I still haven't found what i lost during the year 2020 and specially, i still haven't found what im looking for. 2020 is the worst year with the best memories.
Like a typical teenager, 2020 is also the worst year for me. Lot of things happened to me in the firs quarter of the year. I lost the most beautiful and the woman I love the most in the first quarter. After that event I spent my time doing things I love to be busy and forget the emptiness, sadness and regrets im feeling. Time passed and i didn't notice that the second and third quarter have passed because of the lockdown and community quarantines.
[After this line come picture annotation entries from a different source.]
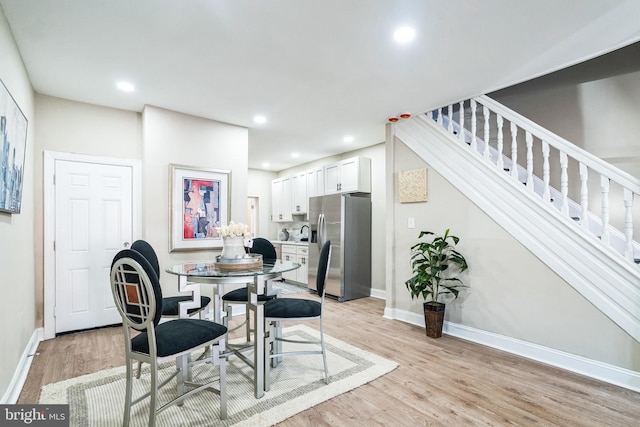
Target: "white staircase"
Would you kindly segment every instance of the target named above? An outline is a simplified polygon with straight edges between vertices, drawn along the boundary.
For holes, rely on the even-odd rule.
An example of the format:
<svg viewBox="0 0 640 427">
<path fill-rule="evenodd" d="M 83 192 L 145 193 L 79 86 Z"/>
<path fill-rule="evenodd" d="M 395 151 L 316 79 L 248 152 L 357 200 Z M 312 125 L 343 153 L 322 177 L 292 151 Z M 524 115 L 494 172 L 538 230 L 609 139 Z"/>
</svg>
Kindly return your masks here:
<svg viewBox="0 0 640 427">
<path fill-rule="evenodd" d="M 399 122 L 395 136 L 640 341 L 640 245 L 633 240 L 640 180 L 485 96 Z M 578 165 L 576 183 L 570 164 Z M 612 187 L 620 206 L 610 206 Z M 617 212 L 622 230 L 609 222 Z"/>
</svg>

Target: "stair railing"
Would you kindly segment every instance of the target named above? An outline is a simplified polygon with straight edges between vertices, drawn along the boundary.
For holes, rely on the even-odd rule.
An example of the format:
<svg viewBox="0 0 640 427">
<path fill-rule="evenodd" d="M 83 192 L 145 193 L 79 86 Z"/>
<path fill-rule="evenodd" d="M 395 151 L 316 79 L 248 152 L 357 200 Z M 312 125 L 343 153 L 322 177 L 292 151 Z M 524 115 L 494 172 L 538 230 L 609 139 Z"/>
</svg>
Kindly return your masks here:
<svg viewBox="0 0 640 427">
<path fill-rule="evenodd" d="M 640 262 L 640 244 L 633 239 L 633 201 L 640 195 L 638 178 L 487 96 L 430 111 L 427 117 L 489 165 L 507 172 L 513 180 L 524 184 L 526 190 L 538 194 L 543 203 L 557 209 L 568 221 L 596 236 L 602 245 L 628 261 Z M 519 158 L 524 160 L 519 162 Z M 599 182 L 590 181 L 593 176 L 599 176 Z M 613 209 L 612 188 L 616 188 L 617 196 L 613 197 L 617 203 Z M 569 196 L 570 189 L 578 201 Z M 595 205 L 599 205 L 597 211 L 589 209 Z M 611 223 L 612 213 L 620 227 Z"/>
</svg>

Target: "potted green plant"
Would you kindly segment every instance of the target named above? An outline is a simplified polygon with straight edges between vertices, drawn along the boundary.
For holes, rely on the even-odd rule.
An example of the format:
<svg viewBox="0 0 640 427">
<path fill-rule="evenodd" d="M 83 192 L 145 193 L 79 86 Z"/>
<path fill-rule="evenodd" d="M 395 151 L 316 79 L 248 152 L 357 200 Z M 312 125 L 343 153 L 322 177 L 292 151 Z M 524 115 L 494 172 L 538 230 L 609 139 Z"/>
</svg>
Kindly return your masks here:
<svg viewBox="0 0 640 427">
<path fill-rule="evenodd" d="M 425 302 L 424 320 L 427 336 L 440 338 L 444 322 L 444 295 L 458 297 L 460 288 L 466 285 L 460 274 L 468 268 L 467 260 L 455 249 L 460 239 L 449 234 L 438 236 L 431 231 L 421 231 L 418 236 L 433 236 L 411 246 L 411 269 L 413 277 L 405 282 L 411 299 L 422 297 Z"/>
</svg>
On the last quarter of the year I lost the woman I love so much, I don't know where I went wrong all i know is she replaced me with someone who can afford things and bring her to places. The emptiness, regrets and sadness I felt in the first quarter of the year doubled, even tripled because of her. she left me alone in the air. The whole month of october was really hard for me its the month that i felt the loneliest days of my life. a month passed my friend manuel told me that he knows a girl that is very kind. Even though I am not searching for someone I answered yes because I am also bored that time. The first day we chatted was october 30, 2020 and it was fun talking to her and i didn't noticed that its just a month since we started chatting but it felt like we've been chatting for the whole year. Idagdag mo pa yung 1 week na nag stay ka kela manuel, happiest days yung mga sandaling kasama kita at napakasaya ko. Your the light in times of darkness and your the hope when I'm giving up in life. I hope someday you will realize how much I like you. I want to show to you the way I love and I will try my best to sustain your needs or even love you want, I will never hurt you no matter what, that's the promise I want to tell you but if you didn't believe me its fine, just let me show you how much I sincere to get your heart and feel the love that I had.
I met you in 2020 and I want you in 2021. you are the best person I met this year and I want to know more about you. Youre unique, and mysterious. There's a lot more to know about you and I know that only little things time will tell. Sabi nga sa kanta ng Shirebound and busking na "hindi ko naman yata ikamamatay kung hindi ko mahawakan ang iyong kamay" pero, "hindi ko naman yata tanggap ang buhay kung san di ko sinubukang hawakan ang iyong kamay" kaya handa akong harapin kawalang katiyakan kesa mabuhay ako ng di ko sinubukan. Sabi mo nga you only live ones at ang moto ko naman its now or never kaya sana payagan mo kong manligaw at ipakilala ang mundo at ang sarili ko sayo. Not the best year but at least I met you. I was afraid to feel this way, I’m starting to invest emotionally to a person pero dahil its now or never ill going to gamble to get your heart no matter you reject me I'm still going to pursue until you will accept me in your life.